Investigating What’s Behind the Rise in ADHD | Four Corners Documentary
Why It Matters
Rising ADHD over‑diagnosis threatens to waste public health resources and leaves truly affected Australians without proper support, while boosting pharma revenues.
Key Takeaways
- •ADHD diagnoses in Australian adults have surged beyond expected prevalence.
- •Prescription rates vary dramatically by suburb, with hotspots in WA and Sydney.
- •Social media and “cosmetic psychopharmacology” may drive self‑diagnosis trends.
- •Diagnostic process lacks objective tests, relying heavily on clinician judgment.
- •Over‑prescribing benefits pharma, while missed cases leave vulnerable patients untreated.
Summary
Four Corners’ documentary investigates why adult ADHD diagnoses are soaring across Australia, revealing a complex mix of clinical, commercial and cultural forces.
National prescription data show a 30% jump in stimulant use between 2020 and 2024, with adult treatment rates reaching 3.4% in Sydney’s inner‑west and over 4% in Fremantle—well above the 2.5‑3% prevalence experts consider realistic.

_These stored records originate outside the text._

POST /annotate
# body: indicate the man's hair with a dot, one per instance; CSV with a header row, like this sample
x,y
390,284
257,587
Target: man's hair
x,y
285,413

Women under 44 in some suburbs exceed 6%.
The film follows late‑diagnosed patients like Ben Ddale, whose personal story underscores years of mislabeling, and features experts such as Prof. David Cockill, who defines ADHD’s three core symptom clusters, and Prof. Nick Gloier, who warns that diagnosis often hinges on subjective clinician judgment. Social‑media clips on TikTok illustrate how quick, sensational explanations can fuel self‑diagnosis, a phenomenon some call “cosmetic psychopharmacology.”
If unchecked, over‑prescribing inflates pharmaceutical profits while genuine sufferers remain undiagnosed, straining the health system and compromising care quality. The findings call for stricter diagnostic protocols, better public education, and oversight of tele‑health assessment models.